A Break in the Waves: The Cefaly

After trying the Timolol Maleate eye drops for 6 weeks, I was feeling a lot better, but I was still getting migraines (in addition to the sensation of constant rocking/bobbing/swaying, of course).  For me, “migraines” mean head pain, brain fog, vertigo, visual auras, bursts of tinnitus, and numbness. I was still experiencing constant light sensitivity, and the increased time on technology required to work from home was challenging.  

My doctor prescribed the Cefaly device.  According to the website, it is an external trigeminal nerve stimulation device.  It sends tiny electrical impulses to modify pain transmission and processing in the trigeminal nerve, which plays a large role in migraines and sensory sensitivities.

There are two ways to use it:

  1. Preventative Setting: Use 20 minutes daily to prevent migraine attacks and symptoms.
  2. Acute Setting: Use 60 minutes to stop or reduce migraines during an attack.

To use the Cefaly, you place an electrode on your forehead, which the device sticks to (it’s a magnet).  The Cefaly vibrates, starting almost imperceptibly, then increasing the strength of the vibrations to calm the trigeminal nerve.

For me, the hope was that the device would not only prevent or stop migraine attacks, but that it would also reduce light sensitivity and the constant motions of Mal de Debarquement Syndrome.

Following my first use of the Cefaly, I felt a slight headache, but also a rush of calm and ease.  I was excited to keep using it.  
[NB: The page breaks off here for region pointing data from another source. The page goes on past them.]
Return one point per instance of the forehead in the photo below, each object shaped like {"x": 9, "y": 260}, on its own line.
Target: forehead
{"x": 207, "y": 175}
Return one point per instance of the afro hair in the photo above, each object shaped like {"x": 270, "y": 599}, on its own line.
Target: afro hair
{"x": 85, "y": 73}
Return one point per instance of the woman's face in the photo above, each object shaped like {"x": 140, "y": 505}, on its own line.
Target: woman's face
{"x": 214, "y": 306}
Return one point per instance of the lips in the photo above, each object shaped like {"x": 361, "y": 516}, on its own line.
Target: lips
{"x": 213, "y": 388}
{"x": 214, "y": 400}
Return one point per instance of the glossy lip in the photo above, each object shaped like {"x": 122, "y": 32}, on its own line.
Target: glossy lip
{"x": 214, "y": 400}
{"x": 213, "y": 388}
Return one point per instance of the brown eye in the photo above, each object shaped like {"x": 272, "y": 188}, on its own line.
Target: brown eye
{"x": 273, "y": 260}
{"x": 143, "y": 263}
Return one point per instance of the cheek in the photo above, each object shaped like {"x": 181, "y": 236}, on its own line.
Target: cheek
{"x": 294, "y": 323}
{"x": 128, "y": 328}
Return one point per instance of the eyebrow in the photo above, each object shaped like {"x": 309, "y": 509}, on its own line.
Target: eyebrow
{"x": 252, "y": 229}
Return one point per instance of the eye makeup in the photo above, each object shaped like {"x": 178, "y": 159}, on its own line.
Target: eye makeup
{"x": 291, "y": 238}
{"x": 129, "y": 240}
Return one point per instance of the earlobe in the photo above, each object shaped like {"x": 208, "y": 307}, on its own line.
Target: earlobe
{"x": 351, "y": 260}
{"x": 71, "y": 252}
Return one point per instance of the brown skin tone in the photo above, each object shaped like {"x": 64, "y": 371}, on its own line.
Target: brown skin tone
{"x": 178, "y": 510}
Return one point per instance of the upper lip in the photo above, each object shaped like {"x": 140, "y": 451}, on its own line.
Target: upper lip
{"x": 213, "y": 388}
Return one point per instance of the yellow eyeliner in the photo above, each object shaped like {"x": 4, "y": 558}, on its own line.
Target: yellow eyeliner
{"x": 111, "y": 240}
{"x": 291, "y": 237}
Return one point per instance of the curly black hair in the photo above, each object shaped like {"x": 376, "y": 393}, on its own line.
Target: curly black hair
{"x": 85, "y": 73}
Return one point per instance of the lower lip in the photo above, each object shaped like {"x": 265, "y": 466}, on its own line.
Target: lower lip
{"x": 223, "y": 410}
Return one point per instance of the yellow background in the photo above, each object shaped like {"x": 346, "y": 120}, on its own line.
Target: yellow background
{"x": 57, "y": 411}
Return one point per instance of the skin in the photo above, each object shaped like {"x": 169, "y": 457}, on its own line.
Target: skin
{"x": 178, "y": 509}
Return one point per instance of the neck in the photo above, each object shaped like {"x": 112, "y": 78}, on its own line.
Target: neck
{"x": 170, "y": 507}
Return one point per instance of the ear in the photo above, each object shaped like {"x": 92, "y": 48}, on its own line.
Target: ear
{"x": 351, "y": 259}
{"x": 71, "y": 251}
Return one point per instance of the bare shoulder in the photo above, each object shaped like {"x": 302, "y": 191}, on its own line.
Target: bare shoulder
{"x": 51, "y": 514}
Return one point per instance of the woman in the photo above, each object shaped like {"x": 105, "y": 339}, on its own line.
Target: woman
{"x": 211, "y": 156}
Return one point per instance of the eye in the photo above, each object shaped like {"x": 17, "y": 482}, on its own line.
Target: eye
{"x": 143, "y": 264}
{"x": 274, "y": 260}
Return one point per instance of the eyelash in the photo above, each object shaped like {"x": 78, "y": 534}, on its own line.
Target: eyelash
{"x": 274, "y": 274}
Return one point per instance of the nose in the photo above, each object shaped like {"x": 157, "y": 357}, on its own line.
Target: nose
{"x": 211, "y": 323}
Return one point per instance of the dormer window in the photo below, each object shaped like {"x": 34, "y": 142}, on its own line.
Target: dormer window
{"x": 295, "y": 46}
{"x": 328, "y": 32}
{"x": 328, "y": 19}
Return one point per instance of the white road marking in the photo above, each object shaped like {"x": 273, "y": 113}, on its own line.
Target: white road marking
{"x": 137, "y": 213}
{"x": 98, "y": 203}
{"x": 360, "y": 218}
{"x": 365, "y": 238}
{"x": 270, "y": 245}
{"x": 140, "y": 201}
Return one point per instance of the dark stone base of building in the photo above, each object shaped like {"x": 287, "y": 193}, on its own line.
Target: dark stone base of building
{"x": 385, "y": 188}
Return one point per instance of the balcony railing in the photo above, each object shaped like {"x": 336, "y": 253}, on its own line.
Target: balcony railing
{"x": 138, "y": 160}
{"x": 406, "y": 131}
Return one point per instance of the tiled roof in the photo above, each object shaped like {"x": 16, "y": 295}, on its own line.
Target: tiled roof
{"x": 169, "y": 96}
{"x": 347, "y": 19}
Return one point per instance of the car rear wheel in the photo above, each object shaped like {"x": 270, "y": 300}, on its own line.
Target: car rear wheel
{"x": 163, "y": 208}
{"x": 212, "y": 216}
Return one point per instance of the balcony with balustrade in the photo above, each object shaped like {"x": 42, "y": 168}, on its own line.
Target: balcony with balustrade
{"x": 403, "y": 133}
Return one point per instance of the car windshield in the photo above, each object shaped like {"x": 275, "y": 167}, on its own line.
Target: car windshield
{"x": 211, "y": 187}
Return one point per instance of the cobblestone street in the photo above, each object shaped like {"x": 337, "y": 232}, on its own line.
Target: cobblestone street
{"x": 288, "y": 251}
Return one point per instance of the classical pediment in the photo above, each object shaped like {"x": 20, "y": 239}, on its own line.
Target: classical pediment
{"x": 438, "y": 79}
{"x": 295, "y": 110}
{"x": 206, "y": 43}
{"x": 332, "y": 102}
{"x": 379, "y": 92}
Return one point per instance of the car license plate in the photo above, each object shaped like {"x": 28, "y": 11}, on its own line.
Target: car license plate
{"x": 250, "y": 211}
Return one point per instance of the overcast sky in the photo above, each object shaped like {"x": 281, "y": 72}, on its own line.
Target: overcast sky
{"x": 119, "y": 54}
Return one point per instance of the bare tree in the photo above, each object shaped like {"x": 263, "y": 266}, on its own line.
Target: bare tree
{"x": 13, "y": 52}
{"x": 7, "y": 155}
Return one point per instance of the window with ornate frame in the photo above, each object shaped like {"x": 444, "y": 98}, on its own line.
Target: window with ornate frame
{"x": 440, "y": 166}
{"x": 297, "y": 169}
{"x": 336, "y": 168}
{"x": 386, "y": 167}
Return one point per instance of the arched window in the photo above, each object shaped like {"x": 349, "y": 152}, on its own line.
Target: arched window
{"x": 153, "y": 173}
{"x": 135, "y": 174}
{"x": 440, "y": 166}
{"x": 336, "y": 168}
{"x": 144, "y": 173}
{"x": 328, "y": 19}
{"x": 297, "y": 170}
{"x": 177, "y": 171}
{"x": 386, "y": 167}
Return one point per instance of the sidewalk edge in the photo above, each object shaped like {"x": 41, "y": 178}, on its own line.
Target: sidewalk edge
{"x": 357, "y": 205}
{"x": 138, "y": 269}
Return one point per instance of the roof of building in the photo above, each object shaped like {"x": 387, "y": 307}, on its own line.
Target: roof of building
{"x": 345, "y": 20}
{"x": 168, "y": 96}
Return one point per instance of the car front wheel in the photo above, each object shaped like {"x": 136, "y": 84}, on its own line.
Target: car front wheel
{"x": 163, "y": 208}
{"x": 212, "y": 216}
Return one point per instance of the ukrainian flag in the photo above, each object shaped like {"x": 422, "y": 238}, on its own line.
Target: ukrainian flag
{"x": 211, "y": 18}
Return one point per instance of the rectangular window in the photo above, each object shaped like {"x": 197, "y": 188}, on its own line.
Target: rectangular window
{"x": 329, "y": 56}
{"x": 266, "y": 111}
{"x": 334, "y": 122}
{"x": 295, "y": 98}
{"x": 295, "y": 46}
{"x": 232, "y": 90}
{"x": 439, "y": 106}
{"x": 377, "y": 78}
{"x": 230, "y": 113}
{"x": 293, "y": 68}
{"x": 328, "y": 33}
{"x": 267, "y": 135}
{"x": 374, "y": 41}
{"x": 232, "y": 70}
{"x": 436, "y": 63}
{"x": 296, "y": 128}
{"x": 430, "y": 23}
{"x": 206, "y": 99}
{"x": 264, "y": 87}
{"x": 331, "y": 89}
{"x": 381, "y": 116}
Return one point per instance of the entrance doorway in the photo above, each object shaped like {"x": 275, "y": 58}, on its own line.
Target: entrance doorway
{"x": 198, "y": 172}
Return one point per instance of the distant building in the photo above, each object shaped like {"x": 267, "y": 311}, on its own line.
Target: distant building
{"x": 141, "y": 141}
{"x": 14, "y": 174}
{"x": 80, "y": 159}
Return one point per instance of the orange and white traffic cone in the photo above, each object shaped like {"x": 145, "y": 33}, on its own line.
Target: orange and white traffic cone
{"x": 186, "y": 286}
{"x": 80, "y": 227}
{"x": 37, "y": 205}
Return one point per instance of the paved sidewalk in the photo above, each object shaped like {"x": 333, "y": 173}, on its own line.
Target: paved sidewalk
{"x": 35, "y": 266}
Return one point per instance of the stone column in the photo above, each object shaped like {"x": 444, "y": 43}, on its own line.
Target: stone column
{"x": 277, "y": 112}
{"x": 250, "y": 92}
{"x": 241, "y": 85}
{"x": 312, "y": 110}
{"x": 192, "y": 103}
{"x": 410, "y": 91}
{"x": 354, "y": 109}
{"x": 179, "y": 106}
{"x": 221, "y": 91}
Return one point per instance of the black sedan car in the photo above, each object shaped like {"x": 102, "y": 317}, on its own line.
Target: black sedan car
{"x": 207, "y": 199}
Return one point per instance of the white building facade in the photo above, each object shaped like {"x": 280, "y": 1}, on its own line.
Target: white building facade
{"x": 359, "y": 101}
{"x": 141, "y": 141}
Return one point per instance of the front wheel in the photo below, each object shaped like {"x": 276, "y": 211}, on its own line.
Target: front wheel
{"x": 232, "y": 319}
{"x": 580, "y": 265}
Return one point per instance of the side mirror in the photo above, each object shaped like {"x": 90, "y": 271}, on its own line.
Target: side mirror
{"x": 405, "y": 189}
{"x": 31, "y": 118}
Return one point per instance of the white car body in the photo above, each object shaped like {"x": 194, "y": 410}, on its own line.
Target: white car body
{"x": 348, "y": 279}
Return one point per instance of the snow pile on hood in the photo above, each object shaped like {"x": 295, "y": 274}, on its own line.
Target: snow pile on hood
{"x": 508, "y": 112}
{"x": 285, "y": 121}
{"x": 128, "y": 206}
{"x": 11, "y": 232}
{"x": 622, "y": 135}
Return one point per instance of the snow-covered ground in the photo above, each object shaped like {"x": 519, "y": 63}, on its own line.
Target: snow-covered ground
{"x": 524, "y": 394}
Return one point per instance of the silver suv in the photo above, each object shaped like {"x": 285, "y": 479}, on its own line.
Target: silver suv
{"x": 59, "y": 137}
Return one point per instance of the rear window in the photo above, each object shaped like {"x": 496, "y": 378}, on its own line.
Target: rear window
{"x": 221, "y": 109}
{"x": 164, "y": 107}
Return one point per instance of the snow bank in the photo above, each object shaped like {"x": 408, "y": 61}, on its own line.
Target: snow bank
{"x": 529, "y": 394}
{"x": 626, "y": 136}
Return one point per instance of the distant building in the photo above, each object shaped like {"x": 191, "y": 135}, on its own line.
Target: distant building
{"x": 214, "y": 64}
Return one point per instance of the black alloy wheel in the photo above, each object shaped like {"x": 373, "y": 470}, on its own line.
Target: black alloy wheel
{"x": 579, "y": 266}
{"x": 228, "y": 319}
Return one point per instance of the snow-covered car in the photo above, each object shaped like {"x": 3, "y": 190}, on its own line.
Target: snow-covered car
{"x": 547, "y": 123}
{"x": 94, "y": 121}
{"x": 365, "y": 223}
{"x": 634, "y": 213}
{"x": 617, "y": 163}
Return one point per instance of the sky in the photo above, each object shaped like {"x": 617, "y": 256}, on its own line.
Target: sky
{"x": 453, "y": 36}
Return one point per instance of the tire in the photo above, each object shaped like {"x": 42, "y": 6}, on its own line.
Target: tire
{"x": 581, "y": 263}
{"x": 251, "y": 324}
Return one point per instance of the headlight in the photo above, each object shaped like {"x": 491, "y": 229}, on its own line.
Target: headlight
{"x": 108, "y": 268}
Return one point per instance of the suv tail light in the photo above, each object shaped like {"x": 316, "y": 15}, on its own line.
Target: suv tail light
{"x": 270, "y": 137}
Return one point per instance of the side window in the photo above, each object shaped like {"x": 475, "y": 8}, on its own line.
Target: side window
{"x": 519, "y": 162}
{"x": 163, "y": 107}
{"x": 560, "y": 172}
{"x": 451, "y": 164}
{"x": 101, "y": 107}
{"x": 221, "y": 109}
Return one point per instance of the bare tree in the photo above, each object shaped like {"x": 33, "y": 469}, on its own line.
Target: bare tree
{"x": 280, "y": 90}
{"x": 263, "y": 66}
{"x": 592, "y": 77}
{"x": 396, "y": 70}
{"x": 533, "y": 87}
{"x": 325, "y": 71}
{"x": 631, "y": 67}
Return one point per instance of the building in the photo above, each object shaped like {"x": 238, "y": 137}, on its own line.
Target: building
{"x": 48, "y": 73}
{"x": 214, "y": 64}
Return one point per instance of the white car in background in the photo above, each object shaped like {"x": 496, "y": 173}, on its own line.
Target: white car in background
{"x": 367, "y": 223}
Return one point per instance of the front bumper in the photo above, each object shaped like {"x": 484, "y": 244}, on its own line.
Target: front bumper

Later that day, I started to feel vibrations when I wasn’t wearing the Cefaly.  I wasn’t surprised because this kind of thing had happened to me before. I believe it’s a symptom of MdDS (but if you have VM and this happens to you, too, let me know!).   As you know, I relive the motions of boat rides and other transportation, but I also have to avoid things like electric toothbrushes or rolling chairs, because if I use them, I tend to relive those motions later in the day throughout my body (e.g. spinning toothbrush = feeling spinning motions, rolling chair = feeling like I’m rolling when I’m not moving).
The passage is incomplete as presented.